Tuesday, January 29, 2008

French Toast with Maple Roasted Bacon



For the French Toast:
Loaf of French Bread sliced into 1/2''-1'' slices (diagonally)
5 eggs
splash of milk
1/4 cup of sugar
1 tbsp of cinnamon
pinch of salt and pepper
Maple syrup to drizzle over the top
Butter to top it and for the pan


For the Bacon:
1 lb of bacon
1/4 cup of sugarfree maple syrup
1/4-1/2 tsp of pepper (your preference)


French Toast:

Mix the cinnamon and sugar. Dump in 1/4 of the cinnamon/sugar mixture into the eggs and scramble them up really good with the milk. Add salt and pepper. Roll the bread in the egg mixture coating all sides and pan fry in melted butter until golden brown.

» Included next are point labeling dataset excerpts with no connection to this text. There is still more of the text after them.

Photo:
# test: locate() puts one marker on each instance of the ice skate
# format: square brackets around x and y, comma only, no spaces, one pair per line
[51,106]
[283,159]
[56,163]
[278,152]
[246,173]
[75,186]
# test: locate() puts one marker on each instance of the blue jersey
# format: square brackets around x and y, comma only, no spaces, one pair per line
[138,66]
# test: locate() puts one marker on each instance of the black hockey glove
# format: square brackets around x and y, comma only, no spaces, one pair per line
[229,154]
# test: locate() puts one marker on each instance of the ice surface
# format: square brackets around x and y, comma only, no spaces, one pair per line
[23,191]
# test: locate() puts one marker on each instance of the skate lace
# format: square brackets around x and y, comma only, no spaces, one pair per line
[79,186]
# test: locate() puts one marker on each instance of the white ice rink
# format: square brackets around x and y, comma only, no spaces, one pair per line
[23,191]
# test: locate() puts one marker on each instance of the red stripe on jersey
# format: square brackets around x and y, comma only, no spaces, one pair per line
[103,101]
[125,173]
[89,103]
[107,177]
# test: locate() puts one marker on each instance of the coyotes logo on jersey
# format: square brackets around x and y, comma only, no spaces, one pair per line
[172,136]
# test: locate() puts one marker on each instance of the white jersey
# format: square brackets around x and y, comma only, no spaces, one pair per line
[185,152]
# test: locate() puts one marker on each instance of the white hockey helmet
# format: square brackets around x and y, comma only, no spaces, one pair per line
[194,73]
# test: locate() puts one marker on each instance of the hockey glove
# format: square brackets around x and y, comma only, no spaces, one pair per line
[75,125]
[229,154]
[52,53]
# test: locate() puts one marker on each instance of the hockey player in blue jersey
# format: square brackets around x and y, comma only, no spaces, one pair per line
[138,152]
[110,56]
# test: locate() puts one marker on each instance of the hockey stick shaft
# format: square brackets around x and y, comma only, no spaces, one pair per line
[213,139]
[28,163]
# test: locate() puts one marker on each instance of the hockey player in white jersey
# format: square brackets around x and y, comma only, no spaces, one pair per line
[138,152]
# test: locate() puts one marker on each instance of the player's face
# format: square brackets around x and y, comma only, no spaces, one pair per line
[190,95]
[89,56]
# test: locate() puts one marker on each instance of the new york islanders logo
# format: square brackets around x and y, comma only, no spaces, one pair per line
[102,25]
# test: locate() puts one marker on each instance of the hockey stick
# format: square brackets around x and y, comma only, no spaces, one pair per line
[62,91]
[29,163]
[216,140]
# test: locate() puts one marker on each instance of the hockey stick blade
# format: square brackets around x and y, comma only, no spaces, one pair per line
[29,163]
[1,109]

Top the pieces with sprinkles of cinnamon/sugar, light coating of butter, and maple syrup.



Maple Roasted Bacon:

Preheat the oven to 350. Mix the maple syrup and the pepper together and stir. Cover two baking sheets with tin foil and coat with nonstick spray. Lay strips of bacon out in a single layer and brush the bacon with the peppered maple syrup. Bake for 10 minutes and flip the bacon and then brush the other side. Bake for 10 more minutes, or until the desired crispiness is reached.



Enjoy! :)

Tuesday, January 22, 2008

Easy Birthday Cake




Don't laugh ya'll - but this was my first attempt at piping LETTERS onto a cake! :)

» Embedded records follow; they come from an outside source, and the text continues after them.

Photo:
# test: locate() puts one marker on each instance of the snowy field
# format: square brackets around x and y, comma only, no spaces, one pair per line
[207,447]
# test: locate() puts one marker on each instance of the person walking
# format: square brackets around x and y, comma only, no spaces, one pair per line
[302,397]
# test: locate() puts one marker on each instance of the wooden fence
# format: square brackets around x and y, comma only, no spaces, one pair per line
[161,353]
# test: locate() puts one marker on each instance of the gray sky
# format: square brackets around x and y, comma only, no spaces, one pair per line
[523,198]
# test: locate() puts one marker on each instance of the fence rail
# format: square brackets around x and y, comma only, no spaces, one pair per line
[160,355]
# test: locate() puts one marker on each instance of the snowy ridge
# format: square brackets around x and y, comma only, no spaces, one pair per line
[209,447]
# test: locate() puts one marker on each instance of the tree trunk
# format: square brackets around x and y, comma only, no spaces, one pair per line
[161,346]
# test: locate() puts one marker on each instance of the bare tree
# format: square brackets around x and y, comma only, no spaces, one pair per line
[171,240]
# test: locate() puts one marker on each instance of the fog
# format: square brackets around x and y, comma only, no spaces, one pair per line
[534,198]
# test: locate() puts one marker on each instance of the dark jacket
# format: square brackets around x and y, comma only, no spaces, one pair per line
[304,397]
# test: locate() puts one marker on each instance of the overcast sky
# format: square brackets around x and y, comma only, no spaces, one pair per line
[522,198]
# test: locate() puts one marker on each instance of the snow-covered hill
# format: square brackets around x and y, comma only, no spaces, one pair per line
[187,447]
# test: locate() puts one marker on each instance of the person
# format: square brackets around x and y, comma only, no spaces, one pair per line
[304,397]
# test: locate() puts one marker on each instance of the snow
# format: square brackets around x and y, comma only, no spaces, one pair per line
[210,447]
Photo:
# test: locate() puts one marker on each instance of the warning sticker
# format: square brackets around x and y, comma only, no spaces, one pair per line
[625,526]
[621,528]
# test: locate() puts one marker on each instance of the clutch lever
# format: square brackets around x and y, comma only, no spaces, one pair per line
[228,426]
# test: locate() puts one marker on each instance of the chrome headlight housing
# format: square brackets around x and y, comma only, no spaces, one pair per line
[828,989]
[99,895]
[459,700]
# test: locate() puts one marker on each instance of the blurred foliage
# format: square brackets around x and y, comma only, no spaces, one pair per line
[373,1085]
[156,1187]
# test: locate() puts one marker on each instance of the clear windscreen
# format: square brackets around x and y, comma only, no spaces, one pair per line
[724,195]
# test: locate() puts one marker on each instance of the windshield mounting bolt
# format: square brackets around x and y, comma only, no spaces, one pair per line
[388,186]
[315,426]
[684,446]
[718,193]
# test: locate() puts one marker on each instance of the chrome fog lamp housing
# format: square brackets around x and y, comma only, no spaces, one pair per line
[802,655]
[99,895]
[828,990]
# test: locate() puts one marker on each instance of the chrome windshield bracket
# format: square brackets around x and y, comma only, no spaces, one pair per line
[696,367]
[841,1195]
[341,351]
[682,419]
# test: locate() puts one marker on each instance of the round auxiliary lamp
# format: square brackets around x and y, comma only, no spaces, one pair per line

This is a chocolate cake with white frosting.


Here was the recipe I used:


1 Triple Chocolate Fudge cake mix

1/2 cup of unsweetened applesauce

3 eggs

1 & 1/3 cup of water

1 cup of light sour cream

1 small package of instant chocolate pudding


1 tub of vanilla whipped frosting

1 tsp vanilla

4-8 drops of blue food coloring (optional - for the icing)

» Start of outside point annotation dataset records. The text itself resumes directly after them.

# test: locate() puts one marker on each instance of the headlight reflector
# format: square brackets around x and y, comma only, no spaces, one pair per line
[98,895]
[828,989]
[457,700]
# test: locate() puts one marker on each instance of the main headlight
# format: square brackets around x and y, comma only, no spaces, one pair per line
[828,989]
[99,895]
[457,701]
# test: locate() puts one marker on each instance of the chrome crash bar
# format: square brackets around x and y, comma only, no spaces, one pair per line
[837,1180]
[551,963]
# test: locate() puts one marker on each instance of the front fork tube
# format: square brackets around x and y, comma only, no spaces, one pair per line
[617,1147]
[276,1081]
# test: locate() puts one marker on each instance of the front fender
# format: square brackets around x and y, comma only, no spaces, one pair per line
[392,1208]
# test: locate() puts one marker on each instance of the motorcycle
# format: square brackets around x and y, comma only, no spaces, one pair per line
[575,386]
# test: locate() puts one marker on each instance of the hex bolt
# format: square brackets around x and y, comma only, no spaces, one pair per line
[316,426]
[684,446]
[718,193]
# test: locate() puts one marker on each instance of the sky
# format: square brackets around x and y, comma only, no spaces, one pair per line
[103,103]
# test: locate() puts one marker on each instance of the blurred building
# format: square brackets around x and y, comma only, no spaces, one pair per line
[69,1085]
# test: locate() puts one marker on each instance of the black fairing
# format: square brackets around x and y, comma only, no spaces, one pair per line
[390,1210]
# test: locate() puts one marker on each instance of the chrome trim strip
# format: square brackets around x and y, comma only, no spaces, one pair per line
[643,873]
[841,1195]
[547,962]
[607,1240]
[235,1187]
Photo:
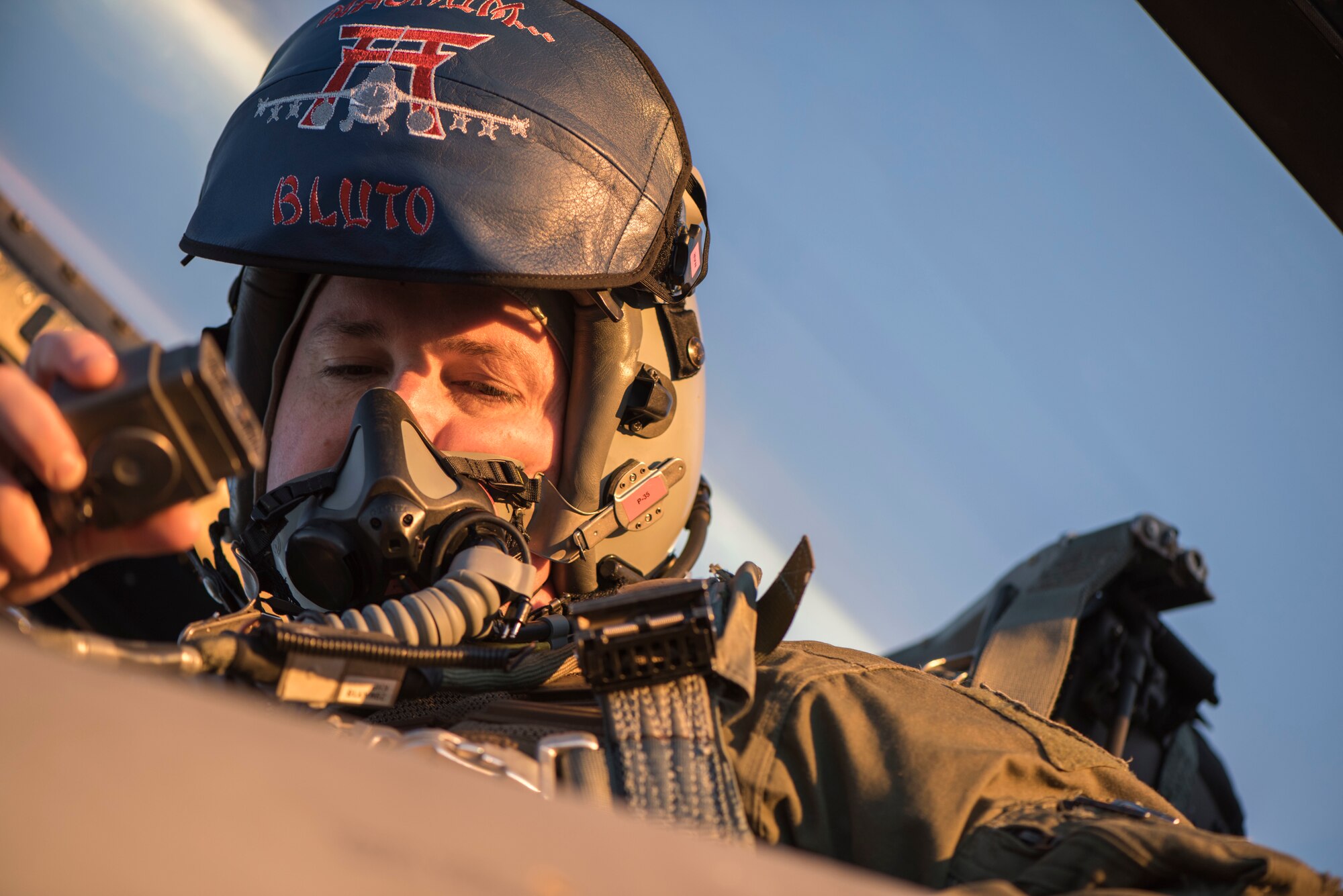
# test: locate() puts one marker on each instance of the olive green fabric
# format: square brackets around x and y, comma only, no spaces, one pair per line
[1051,847]
[860,758]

Baked at 325 for about 20-25 minutes.


Enjoy!


Tuesday, January 8, 2008

Chocolate Fudge


Chocolate Fudge




1 stick of butter
1/2 lb of velveeta cheese cut into tiny chunks

1 tsp of vanilla
1/2 cup of chopped pecans

1/2 cup cocoa powder

2 (1 lb) boxes of Confectionary sugar


Melt the first two ingredients in a skillet over low to medium heat. Once smooth, stir in the vanilla and pecans. Dump the powdered sugar and cocoa powder into a large mixing bowl and pour in the cheesy. Stir it in until the mixture gets cool enough you can handle and kneed with your hands until it comes together as fudge. Pat it into a greased pan. You CAN cut it immediately and serve, but it cuts easier if you wait 5-10 minutes before removing it from platter.

Enjoy!


Peanut Butter Fudge


Peanut Butter Fudge



1 stick of butter

1/2 lb of velveeta cheese cut into tiny chunks

1 cup of peanut butter

1 tsp of vanilla

1/2 cup of chopped pecans

2 (1 lb) boxes of Confectionary sugar



Melt the first three ingredients in a skillet over low to medium heat. Once smooth, stir in the vanilla and pecans. Dump the powdered sugar into a large mixing bowl and pour in the peanut butter mixture. Stir it in until the mixture gets cool enough you can handle and kneed with your hands until it comes together as fudge. Pat it into a greased pan and wait at least 30 minutes before cutting and removing from platter. If you have a whole lot of butter and it runs out the top while youre patting it down into your pan, feel free to blot it with a papertowel.


Enjoy!


Homemade Reese cups


Reese cups



1 cup of melted butter

1 cup of reeses peanut butter

1 (1lb) box of confectionary sugar


1/2 cup of melted milk chocolate chips



Mix the first three ingredients together and roll into little balls. (I put them in mini muffin papers) and then spoon over the melted chocolate and let them set.


Enjoy!



Sausage balls

Sausage balls

  • 1 lb of Extra Sharp Cheddar Cheese
  • 1 lb of Regular breakfast sausage (Mild or hot)
  • 3 cups of biscuit mix


Dump everything in a bowl (with the sausage raw) and mix with your hands and kneed everything until it comes together and isn't too dry or too wet. Sometimes the consistency varies because of other factors ( i.e. weather, altitude, etc). You can add up to 1 cup extra of biscuit mix if its too wet and add up to 1/4 cup of milk if its too dry. Roll into little balls or use a 1 tbsp ice cream scoop (like you use for cookies) and scoop out onto a greased pan. I line mine with tinfoil and spray the tinfoil. Bake 18-20 minutes at 350.

You can precook your sausage, but then you have to wait on the grease to cool and its a bigger mess. If you precook your sausage, you only need to cook them about 10-12 minutes.